RAMALLAH, (Xinhua) — Top Palestinian official slams the U.S. efforts in dealing with the current tension between Palestinians and Israelis, as violent confrontations still continue to flare up in different areas in the West Bank, east Jerusalem and the Gaza Strip.
Ahead of a meeting between the U.S. President Barack Obama and the Israeli Prime Minister Benjamin Netanyahu in Washington on Monday, spokesperson of the Palestinian Presidency Nabil Abu Rdeineh considered American remarks regarding the Palestinian-Israeli conflict as “discouraging and in-conducive to calm the situation.”

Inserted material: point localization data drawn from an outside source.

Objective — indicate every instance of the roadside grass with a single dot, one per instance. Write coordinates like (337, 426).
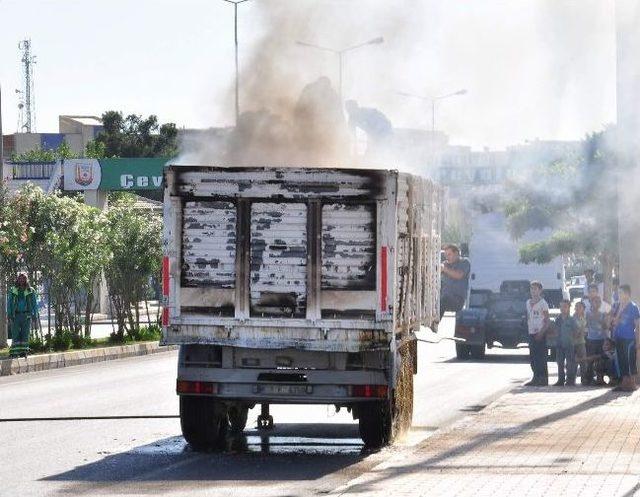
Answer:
(65, 341)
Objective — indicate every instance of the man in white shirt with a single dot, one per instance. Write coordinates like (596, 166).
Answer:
(538, 323)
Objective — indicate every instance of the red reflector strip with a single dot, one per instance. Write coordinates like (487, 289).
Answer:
(165, 276)
(165, 316)
(200, 387)
(383, 279)
(375, 391)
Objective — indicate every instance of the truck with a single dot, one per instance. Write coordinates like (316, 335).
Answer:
(495, 312)
(297, 286)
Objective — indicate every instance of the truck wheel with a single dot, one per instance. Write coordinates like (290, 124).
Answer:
(203, 423)
(462, 351)
(238, 418)
(375, 423)
(477, 352)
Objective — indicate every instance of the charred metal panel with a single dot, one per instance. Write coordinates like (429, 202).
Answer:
(289, 183)
(348, 246)
(278, 259)
(209, 245)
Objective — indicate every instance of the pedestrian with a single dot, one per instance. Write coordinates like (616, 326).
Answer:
(589, 277)
(538, 324)
(567, 328)
(21, 309)
(579, 340)
(455, 280)
(593, 293)
(596, 335)
(615, 291)
(626, 326)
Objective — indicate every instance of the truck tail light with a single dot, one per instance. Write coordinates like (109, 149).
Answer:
(165, 291)
(165, 316)
(165, 276)
(383, 279)
(370, 391)
(198, 387)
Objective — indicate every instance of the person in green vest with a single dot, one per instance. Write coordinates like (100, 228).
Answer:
(21, 309)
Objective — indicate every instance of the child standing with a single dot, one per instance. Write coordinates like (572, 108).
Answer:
(579, 341)
(565, 351)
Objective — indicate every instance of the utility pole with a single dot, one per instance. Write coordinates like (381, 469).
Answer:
(3, 281)
(235, 38)
(28, 123)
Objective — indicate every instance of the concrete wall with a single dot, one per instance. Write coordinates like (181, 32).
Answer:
(628, 135)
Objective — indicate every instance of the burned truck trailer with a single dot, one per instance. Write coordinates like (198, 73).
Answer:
(297, 286)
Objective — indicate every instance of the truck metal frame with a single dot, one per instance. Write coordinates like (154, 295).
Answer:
(297, 285)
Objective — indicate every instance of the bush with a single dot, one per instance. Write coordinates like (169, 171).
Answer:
(62, 340)
(147, 333)
(36, 344)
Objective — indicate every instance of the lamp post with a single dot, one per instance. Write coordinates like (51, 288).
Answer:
(3, 298)
(235, 37)
(341, 53)
(433, 101)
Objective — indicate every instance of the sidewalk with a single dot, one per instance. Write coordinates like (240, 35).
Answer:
(534, 442)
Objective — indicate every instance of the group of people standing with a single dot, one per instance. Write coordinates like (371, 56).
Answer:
(599, 340)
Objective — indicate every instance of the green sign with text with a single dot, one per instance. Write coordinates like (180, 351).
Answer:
(114, 174)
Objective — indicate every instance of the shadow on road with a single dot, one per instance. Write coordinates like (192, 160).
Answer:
(440, 461)
(491, 359)
(288, 452)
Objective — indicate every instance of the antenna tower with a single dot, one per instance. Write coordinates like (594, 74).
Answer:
(27, 104)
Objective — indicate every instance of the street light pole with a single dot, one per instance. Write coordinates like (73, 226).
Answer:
(3, 294)
(433, 101)
(235, 38)
(341, 53)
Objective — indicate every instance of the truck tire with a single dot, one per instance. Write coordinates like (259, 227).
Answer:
(462, 351)
(374, 423)
(238, 418)
(477, 352)
(203, 423)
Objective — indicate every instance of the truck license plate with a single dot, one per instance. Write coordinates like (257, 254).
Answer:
(286, 389)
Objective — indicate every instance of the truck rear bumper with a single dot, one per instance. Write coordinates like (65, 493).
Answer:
(276, 386)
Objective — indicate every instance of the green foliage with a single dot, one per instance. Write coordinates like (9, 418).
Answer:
(135, 254)
(133, 136)
(67, 245)
(38, 155)
(61, 340)
(575, 198)
(95, 150)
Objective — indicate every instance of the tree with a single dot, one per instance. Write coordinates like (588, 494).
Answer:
(135, 253)
(59, 242)
(39, 155)
(577, 198)
(133, 136)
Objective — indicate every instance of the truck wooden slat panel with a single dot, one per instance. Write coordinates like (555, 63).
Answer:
(348, 246)
(209, 244)
(278, 259)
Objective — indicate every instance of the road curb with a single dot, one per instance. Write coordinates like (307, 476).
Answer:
(77, 357)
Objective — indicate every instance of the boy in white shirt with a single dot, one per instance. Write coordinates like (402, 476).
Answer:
(538, 323)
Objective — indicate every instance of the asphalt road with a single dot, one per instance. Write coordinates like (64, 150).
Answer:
(61, 447)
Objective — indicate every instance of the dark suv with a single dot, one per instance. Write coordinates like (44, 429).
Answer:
(492, 318)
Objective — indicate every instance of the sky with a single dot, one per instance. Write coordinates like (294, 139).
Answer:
(533, 69)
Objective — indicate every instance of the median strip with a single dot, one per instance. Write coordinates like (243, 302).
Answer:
(43, 362)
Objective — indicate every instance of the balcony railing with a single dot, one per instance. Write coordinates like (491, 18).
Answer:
(32, 170)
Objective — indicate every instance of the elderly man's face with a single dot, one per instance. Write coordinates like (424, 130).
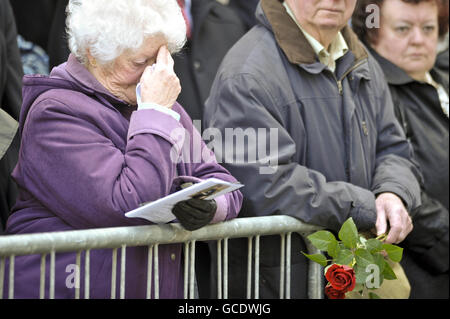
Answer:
(408, 36)
(125, 73)
(324, 14)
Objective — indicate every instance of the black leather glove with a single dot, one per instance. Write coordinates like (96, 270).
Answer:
(195, 213)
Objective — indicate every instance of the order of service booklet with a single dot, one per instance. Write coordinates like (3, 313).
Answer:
(160, 211)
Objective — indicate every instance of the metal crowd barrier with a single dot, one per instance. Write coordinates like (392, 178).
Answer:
(152, 236)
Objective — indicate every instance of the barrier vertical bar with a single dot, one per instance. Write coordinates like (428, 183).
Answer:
(257, 266)
(122, 271)
(77, 277)
(156, 270)
(192, 270)
(11, 277)
(42, 279)
(282, 265)
(113, 273)
(225, 268)
(2, 275)
(149, 271)
(87, 266)
(288, 266)
(219, 269)
(52, 274)
(249, 268)
(186, 270)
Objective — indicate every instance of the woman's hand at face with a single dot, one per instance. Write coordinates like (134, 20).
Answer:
(160, 84)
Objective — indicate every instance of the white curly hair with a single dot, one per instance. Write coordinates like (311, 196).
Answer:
(109, 27)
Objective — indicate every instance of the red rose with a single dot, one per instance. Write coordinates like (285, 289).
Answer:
(332, 293)
(341, 278)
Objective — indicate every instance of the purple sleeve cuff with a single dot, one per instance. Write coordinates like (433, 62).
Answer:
(222, 209)
(151, 121)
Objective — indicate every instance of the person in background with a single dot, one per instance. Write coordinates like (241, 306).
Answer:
(102, 135)
(303, 77)
(213, 28)
(442, 58)
(10, 100)
(246, 9)
(405, 46)
(42, 22)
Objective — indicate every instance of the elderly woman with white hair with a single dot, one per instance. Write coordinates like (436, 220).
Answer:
(98, 140)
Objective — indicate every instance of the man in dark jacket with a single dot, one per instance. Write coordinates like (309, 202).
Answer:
(215, 28)
(420, 96)
(10, 101)
(303, 76)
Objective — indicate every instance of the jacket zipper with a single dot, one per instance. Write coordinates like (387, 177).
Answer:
(339, 82)
(341, 92)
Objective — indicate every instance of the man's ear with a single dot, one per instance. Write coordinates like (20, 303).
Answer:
(90, 59)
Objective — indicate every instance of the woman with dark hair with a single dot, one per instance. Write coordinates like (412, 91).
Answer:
(405, 45)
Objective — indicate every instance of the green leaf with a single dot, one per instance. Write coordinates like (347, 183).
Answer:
(374, 245)
(363, 258)
(322, 239)
(318, 258)
(349, 234)
(334, 249)
(345, 257)
(373, 296)
(388, 273)
(360, 274)
(395, 253)
(379, 261)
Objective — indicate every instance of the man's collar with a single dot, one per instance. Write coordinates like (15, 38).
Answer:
(337, 47)
(293, 41)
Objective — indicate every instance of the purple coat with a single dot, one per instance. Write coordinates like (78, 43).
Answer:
(86, 159)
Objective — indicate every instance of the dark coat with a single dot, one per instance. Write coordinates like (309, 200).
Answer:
(417, 106)
(80, 148)
(43, 23)
(216, 29)
(10, 101)
(339, 144)
(246, 9)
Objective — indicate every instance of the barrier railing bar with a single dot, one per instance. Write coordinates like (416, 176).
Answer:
(186, 270)
(149, 271)
(52, 274)
(288, 265)
(87, 267)
(77, 277)
(249, 267)
(282, 265)
(257, 267)
(225, 268)
(156, 270)
(192, 271)
(42, 279)
(113, 273)
(122, 271)
(219, 269)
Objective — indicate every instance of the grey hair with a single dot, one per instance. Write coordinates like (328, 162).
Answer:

In a statement published by the official Palestinian news agency WAFA, Abu Rdeineh said that the conflict currently stands at an alarming crossroads which could have dangerous consequences on the whole region, calling upon all parties to assume their responsibilities in solving it.
The presidency’s statement warned against the continuing Israeli policy of arresting and shooting Palestinians “without a reason” in light of a wave of violence that flared up in the beginning of October in response to tension in al-Aqsa mosque compound where Palestinians accuse Israel of imposing more restrictions on Palestinian worshipers access to the holy site.
Abu Rdeineh stressed that Jerusalem and the holy sites are a red line and settlements are illegal, adding that Palestinians reject any interim solutions that don’t include the establishment of the Palestinian state with east Jerusalem as its capital, on the foundation of the Arab Peace Initiative and the international legitimacy.
Rob Malley, an advisor for the U.S. president had said that President Obama has reached a conclusion that Palestinians and Israelis won’t reach a comprehensive final status agreement in the remainder of his term, “and there likely may not even be meaningful negotiations between the two sides.”
In a press meeting published by the White House website, Malley added that Obama wants to listen to Netanyahu’s views regards achieving progress in the current situation, “given its (Israel’s) own interests in stabilizing the situation in preventing the emergence of a one-state solution.”
Netanyahu travels to the U.S. Sunday afternoon to meet Obama in the White House on Monday, the Israeli public radio reported.
The radio quoted sources in the Israeli government saying that they hope that Netanyahu’s visit would “open a new page in the relations between the two countries.”
The radio reported that the meeting would discuss the U.S assistance to Iran following the nuclear deal.
On the ground level, the intensity of the violence between Palestinians and Israelis has relatively calmed down in the past few days, but tension is still high.
The Palestinian death toll since the breakout of the current escalation in October, mounted to 79. In turn, more than 10 Israelis were killed in attacks carried out by Palestinians.
The latest death occurred Sunday morning when a Palestinian was killed by the Israeli army’s fire at Zatara checkpoint near Nablus city, north of the West Bank.
The Palestinian Health Ministry said that the Israeli authorities captured the body of the unidentified man, preventing the Palestinian medics from approaching the site.
A spokesperson of the Israeli police said in a statement that the man was driving a car when he ran over Israelis standing near buss stations, wounding three of them.
Since early October, Israel has detained more than 1,600 Palestinians from east Jerusalem and the West Bank, Palestinian sources said.
A report, issued by the Detainees and ex-Detainees Affairs Committee in the PalestineLiberation Organization (PLO), said that many Israeli jails and detention centers are getting overcrowded.
Israeli authorities say that the detained are accused of carrying out attacks against Israelis, whereas Palestinian human rights organization accuse Israel of tutoring Palestinians to intimidate them from participating in protests against Israel.
Palestinian-Israeli peace talks have been frozen since the end of March of 2014, after nine month of U.S.-brokered talks failed to achieve progress to end the decade-long conflict.